AFP, alpha-fetoprotein; BCLC, Barcelona Clinic Liver Center; NBNC, Non-B and Non-C; HBV, Hepatitis B Virus; HCV, Hepatitis C Virus.
Excluding mortality which occur in the first 90 days.
Excluding non-cirrhotic cases.
Statistically significant (P<0.05).
Positive resection margin is statistically insignificant in the first 90 days; however, it predisposes post-resection mortality in the 1-year subgroup (OR 3.79; 95% CI: 1.23–11.7, P=0.02), cumulative 1 year (OR 2.86; 95% CI 1.17–77.0, P=0.02) and all time (OR 7.17; 95% CI: 2.23–23.03, P<0.01). The tumour differentiation also shows consistent results, with the mortality rate increasing parallel to the histological grading (well to poor).
Survival analysis
Survival analysis (Log-Rank) using the survival duration in months found four statistically significant variables as seen in Table 4: Largest tumour diameter (P<0.01), resection margin (P<0.01), Edmondson grading (P=0.04), and tumour differentiation (P<0.01). However, the Kaplan–Meier survival curve for Edmondson’s grading found intersected lines (thus breaking the rule of proportional hazards), resulting in the removal of said variable from Cox Regression. Other variables such as age (P=0.61), assigned sex (P=0.24), aetiology (P=0.30), CP classification (P=0.18), BCLC classification (P=0.38), AFP levels (P=0.94), number of tumours(P=0.44), method of surgery (P=0.52), segments resected (P=0.66), cirrhosis (P=0.34), vascular invasion (P=0.12), and length of stay (P=0.16) do not yield significant results and thus are also omitted from Cox Regression.
Table 4.
Cox regression of hepatocellular patients post-resection
| Bivariate analysis (Log-Rank) | Multivariate analysis (cox regression)x | |||
|---|---|---|---|---|
| Parameters | χ2 (df) | P | Hazard ratio (95% CI) | P |
| Largest diameter of tumour | 21.081 (3) | 0.000* | ||
| <3 (ref.) | 1.00 | — | ||
| 3–5 cm | 2.62 (0.28–8.32) | 0.102 | ||
| 5–10 cm | 3.67 (1.19–11.34) | 0.024* | ||
| >10 cm | 6.35 (2.13–18.93) | 0.001* | ||
| Resection margin | 10.565 (1) | 0.001* | ||
| Negative margin (ref.) | 1.00 | — | ||
| Positive margin | 1.81 (1.04–3.14) | 0.035* | ||
| Tumour differention | 16.301 (3) | 0.001* | ||
| Well (ref.) | 1.00 | — | ||
| Moderate | 2.28 (0.52–9.95) | 0.271 | ||
| Moderate to poor | 4.34 (0.96–19.61) | 0.056 | ||
| Poor | 3.97 (0.90–17.49) | 0.069 | ||
*values are statistically significant.
ref. reference.
There is no sign of multicollinearity between all three variables submitted to the multivariate analysis (all variance inflation factor (VIF)<5). The Omnibus test reveals that the model is a good fit with an overall significance of P<0.01. Tumour size of greater than 10 cm yields the highest mortality risk increase (compared to the reference) with a 6.35 hazard ratio (95% CI: 2.13–18.93, P<0.01). The hazard ratio decreases stepwise for patients with 5–10 cm tumours (hazard ratio 3.67 95% CI: 1.19–11.34, P=0.02) and 3-5 cm tumours (hazard ratio 2.62 95% CI: 0.28–8.32, P=0.10). Another statistically significant result is a positive resection margin with a 1.81 times risk increase (95% CI: 1.04–3.14, P=0.04) compared to those with a negative margin at any given time point. The tumour differentiation is statistically insignificant.
Discussion
In this cohort study, we found that most HCC patients undergoing resection are middle-aged males with chronic Hepatitis B. Patients undergoing liver resection have better clinical parameters (Child-Pugh class) than those undergoing all treatment modalities4. This finding is reflected in the mortality rate; patients undergoing all treatment modalities have an overall worse mortality rate4. However, mortality rates found in this paper are still high, worse than those found in other Asian countries (46–69.5% 5-year mortality rate)21. This difference in mortality rate may be caused by a larger portion of cases in this paper having large (>5 cm) or multiple tumours, possibly due to the long waiting time22.

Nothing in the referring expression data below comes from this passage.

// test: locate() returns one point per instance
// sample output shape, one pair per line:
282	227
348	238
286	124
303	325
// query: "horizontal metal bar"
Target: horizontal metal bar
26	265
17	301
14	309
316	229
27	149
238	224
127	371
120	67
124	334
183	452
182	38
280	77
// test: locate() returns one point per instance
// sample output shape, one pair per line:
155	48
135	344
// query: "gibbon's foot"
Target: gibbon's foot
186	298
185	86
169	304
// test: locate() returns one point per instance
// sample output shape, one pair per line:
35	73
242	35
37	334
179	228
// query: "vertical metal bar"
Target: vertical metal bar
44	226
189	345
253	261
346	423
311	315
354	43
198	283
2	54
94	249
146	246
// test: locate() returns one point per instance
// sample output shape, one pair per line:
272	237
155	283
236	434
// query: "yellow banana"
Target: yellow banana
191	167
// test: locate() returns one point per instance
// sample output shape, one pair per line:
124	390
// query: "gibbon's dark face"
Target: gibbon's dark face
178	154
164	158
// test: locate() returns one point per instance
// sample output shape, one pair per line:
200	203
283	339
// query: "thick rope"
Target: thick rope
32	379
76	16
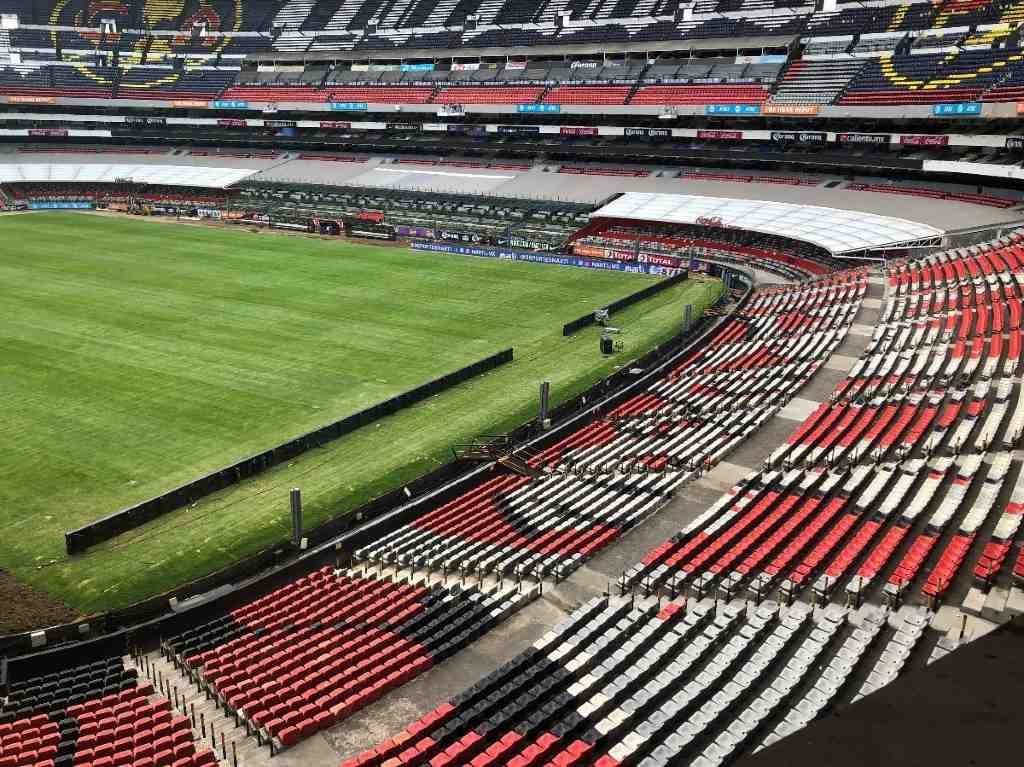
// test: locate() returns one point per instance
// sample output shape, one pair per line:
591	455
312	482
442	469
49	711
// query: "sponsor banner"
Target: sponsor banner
518	128
134	120
422	231
522	242
879	138
724	135
573	130
467	130
793	110
648	132
59	205
662	259
955	110
799	136
591	251
922	139
516	255
732	109
35	99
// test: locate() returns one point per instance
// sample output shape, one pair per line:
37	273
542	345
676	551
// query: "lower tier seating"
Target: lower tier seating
884	488
97	715
594	484
678	95
627	683
314	651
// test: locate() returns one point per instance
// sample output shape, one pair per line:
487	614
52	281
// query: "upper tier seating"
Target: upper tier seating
598	482
764	257
990	201
256	15
816	82
95	714
886	485
320	648
931	78
489	94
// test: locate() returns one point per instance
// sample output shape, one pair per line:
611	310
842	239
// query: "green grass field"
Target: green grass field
137	355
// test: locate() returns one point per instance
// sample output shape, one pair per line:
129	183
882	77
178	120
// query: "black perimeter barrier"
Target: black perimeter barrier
142	624
587	320
114	524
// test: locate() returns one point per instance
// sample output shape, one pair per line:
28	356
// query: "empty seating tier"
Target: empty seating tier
96	714
641	683
312	652
592	485
884	488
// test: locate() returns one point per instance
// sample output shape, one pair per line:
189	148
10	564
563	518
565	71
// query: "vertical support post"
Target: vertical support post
296	501
545	403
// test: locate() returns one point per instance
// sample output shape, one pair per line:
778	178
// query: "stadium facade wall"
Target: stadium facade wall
114	524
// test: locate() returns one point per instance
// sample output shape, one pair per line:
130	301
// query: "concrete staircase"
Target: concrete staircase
213	728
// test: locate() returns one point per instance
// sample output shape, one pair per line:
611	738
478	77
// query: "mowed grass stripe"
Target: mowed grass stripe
137	355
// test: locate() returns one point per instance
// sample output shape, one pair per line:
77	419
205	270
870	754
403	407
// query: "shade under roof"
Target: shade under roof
837	230
170	175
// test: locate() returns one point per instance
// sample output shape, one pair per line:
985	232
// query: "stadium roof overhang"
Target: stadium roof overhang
168	175
837	230
719	43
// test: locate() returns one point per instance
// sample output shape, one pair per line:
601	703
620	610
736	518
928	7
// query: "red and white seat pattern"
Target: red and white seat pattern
887	484
624	682
317	649
601	480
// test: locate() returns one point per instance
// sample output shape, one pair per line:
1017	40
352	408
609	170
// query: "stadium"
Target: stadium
511	382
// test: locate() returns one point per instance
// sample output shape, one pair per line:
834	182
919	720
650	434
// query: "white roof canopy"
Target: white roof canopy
170	175
837	230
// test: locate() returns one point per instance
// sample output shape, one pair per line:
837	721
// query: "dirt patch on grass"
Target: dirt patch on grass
25	608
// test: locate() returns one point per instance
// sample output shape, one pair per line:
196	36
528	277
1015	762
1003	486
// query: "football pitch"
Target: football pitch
137	355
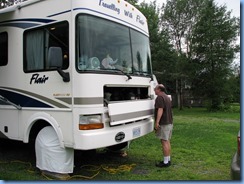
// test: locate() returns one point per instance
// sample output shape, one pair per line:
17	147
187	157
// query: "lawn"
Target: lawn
203	144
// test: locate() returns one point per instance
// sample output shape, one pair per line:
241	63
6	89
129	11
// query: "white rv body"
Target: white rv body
32	97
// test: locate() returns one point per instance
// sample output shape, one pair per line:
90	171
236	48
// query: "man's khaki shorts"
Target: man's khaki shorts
165	132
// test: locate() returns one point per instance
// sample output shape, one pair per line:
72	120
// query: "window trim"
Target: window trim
47	26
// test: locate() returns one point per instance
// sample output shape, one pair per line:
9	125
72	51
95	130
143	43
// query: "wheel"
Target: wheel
49	155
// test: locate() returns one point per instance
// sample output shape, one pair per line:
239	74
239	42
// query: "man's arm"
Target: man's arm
159	115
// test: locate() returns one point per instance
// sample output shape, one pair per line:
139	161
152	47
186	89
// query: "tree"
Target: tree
178	19
163	54
213	47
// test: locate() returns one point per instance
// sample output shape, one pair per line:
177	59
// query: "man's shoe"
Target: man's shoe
162	164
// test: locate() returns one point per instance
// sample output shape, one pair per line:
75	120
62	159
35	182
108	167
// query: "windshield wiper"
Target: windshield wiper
115	69
3	99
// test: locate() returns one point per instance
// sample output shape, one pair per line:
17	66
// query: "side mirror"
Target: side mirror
55	60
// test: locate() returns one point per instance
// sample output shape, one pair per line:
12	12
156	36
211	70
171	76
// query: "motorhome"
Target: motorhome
82	67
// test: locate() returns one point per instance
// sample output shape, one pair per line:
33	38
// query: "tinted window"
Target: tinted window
3	49
38	41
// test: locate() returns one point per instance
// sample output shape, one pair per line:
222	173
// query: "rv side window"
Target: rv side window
38	41
3	48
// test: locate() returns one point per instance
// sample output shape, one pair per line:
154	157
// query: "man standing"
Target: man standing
163	123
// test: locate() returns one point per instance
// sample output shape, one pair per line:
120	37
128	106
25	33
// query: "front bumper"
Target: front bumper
93	139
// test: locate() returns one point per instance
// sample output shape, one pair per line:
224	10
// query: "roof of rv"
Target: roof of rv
17	6
119	11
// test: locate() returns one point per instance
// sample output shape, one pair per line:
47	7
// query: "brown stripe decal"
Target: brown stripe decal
133	115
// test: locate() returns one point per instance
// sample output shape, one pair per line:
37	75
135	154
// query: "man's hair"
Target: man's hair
161	87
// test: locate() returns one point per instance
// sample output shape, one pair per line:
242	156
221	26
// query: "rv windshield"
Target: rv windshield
109	47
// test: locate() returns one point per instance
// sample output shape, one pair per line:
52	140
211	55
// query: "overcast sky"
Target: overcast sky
232	5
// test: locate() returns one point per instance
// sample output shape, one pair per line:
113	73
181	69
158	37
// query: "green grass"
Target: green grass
203	144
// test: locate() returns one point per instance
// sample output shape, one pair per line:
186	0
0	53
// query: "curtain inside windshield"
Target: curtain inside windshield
106	46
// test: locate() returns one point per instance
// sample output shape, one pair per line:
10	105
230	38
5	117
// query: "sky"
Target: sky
232	5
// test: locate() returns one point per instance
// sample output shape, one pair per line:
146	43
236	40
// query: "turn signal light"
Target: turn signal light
90	126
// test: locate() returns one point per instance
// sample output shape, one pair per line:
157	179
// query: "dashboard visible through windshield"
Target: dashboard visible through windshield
106	46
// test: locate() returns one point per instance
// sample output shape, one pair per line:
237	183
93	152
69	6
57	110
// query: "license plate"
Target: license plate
136	132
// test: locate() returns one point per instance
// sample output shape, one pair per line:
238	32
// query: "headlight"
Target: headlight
90	122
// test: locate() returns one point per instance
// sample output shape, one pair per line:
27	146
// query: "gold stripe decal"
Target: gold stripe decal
88	101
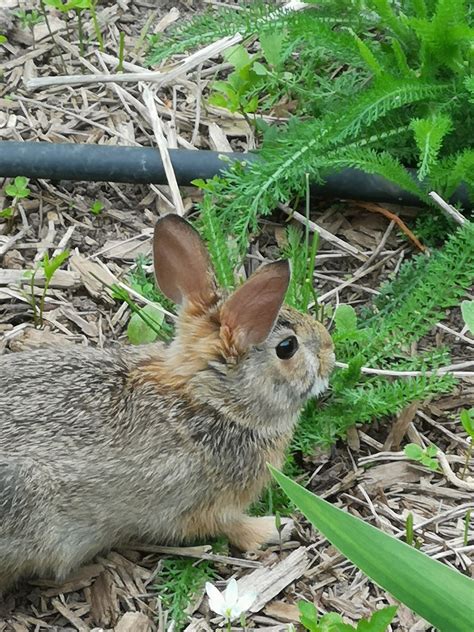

We found that the largest diameter of the tumour, number of segments resected, and tumour differentiation are statistically significant predictive factors for postoperative (90 days) mortality. In addition, the largest diameter of the tumour, positive resection margin, histopathological grading (Edmondson’s), and tumour differentiation are statistically significant independent predictive factors for cumulative 1-year and all-time mortality. Interestingly, only the surgical margins are statistically significant in our 1-year analysis if mortalities that happened during the first 90 days are removed. This shows the huge impact the first 90 days have on overall survival.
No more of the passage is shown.